Networking cables, routers, and switches designed for applications that aren't as sensitive to latency therefore need an upgrade to accommodate the demands of training generative AI models. AWS believes that the work it did developing the Elastic Fabric Adapter for high-performance computing workloads helps solve part of this challenge, but it also developed what Kalyanaraman called the "10P/10U network," an internal design that provides at 10 terabytes per second of throughput with 10 microseconds of latency.
Other companies are adopting Infiniband, a networking standard led by Nvidia and several other data-center equipment makers. Sales of Infiniband technology are surging, according to The Next Platform, but most data centers still use Ethernet as their standard networking tech.
Infiniband promises the high-performance/low-latency connections needed for AI training, but it is best suited for rack-to-rack interconnects rather than the longer connections that cloud providers like AWS have to offer across availability zones in cloud regions that can be several miles apart. That means traditional Ethernet is unlikely to disappear from modern data centers, in part because many AI experts think the current obsession with training models will soon start to fade.
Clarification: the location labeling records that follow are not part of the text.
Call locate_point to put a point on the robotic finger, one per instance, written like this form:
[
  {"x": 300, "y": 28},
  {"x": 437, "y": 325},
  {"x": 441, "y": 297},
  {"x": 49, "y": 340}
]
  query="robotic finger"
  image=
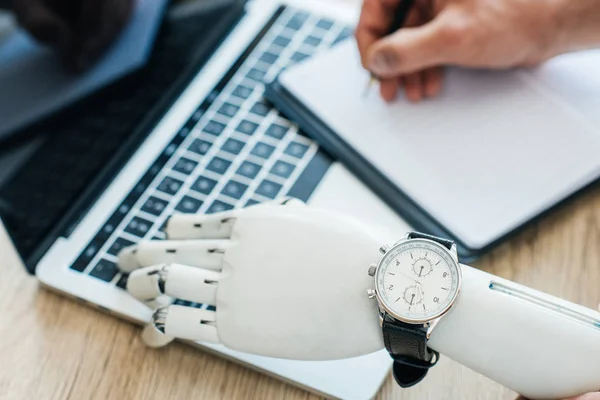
[
  {"x": 184, "y": 282},
  {"x": 199, "y": 253}
]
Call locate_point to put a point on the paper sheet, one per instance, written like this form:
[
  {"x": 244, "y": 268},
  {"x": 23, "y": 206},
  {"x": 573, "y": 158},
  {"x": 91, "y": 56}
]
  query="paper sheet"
[
  {"x": 34, "y": 83},
  {"x": 494, "y": 150}
]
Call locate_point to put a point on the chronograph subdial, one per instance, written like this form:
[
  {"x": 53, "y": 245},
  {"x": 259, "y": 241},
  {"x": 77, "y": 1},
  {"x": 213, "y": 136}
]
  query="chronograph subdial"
[
  {"x": 422, "y": 267},
  {"x": 413, "y": 295}
]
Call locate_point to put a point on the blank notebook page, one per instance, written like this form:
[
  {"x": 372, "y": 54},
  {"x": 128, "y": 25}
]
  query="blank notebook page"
[{"x": 494, "y": 150}]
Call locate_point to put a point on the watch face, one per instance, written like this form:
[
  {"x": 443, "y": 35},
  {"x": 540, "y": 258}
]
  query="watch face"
[{"x": 417, "y": 280}]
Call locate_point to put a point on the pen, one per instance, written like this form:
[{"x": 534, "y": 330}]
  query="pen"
[{"x": 398, "y": 22}]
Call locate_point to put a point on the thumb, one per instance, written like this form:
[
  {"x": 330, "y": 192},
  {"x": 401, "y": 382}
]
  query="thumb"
[{"x": 414, "y": 49}]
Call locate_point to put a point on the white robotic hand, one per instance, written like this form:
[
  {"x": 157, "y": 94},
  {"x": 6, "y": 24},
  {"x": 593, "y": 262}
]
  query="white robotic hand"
[
  {"x": 290, "y": 281},
  {"x": 281, "y": 285}
]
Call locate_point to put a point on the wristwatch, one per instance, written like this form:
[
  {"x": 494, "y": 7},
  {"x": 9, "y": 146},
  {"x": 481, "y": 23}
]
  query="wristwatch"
[{"x": 417, "y": 281}]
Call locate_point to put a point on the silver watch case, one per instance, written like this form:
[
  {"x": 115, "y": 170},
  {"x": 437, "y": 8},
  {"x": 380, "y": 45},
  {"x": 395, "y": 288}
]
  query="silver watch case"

While AI foundational model companies and cloud providers battled for the scarce GPUs needed to train AI models in 2023, over the next couple of years AI researchers and cloud providers expect AI inference to become a much more important part of the enterprise AI stack. Inference is the process of returning an answer when the end user enters something into an AI model, and that type of workload resembles traditional computing much more than AI model training.
"Inference is where the money happens for companies," Equinix's Osias said. "Inference is where they gain competitive advantage."
Because inference doesn't require as much computing horsepower as training, a lot of companies are betting that customers will want to run AI inference locally, either on their own on-premises servers, across edge computing networks, or even on PCs and smartphones.
Inference is where the money happens for companies. Inference is where they gain competitive advantage.
"AI inference on a network is going to be the sweet spot for many businesses: private data stays close to wherever users physically are, while still being extremely cost-effective to run because it’s nearby,” said Matthew Prince, CEO of Cloudflare, in a press release announcing a partnership with Nvidia to deploy GPUs across Cloudflare's network.
The big centralized cloud providers might play a very different role in that world; their customers will always need some amount of AI training resources as their models evolve, but the bulk of their activity could shift away from the current technology and equipment buildout in cloud data centers needed to accommodate the training boom.
AWS's Kalyanaraman didn't dispute the notion that low-latency edge processing will make sense for a lot of inference workloads, but, as you might expect, he still thinks a lot of companies will still want to use cloud providers for inference because of the stability and resiliency they offer.
"Training workloads have the ability to checkpoint and then restart from a certain checkpoint if there's any kind of failure. You can't do that with inference," he said.
The speed at which the generative AI boom has shifted enterprise computing priorities continues to have ripple effects across hardware, networking, and software companies, and seems unlikely to slow down any time soon. What is clear, however, is that enterprise tech vendors are spending enormous amounts of money to try and keep up with those changes, and the foundational layer for the entire IT industry is getting a fresh new look.
Editor's note: This story was updated on Wed. Jan 10 to correct the positioning of the electrical systems in AWS data centers.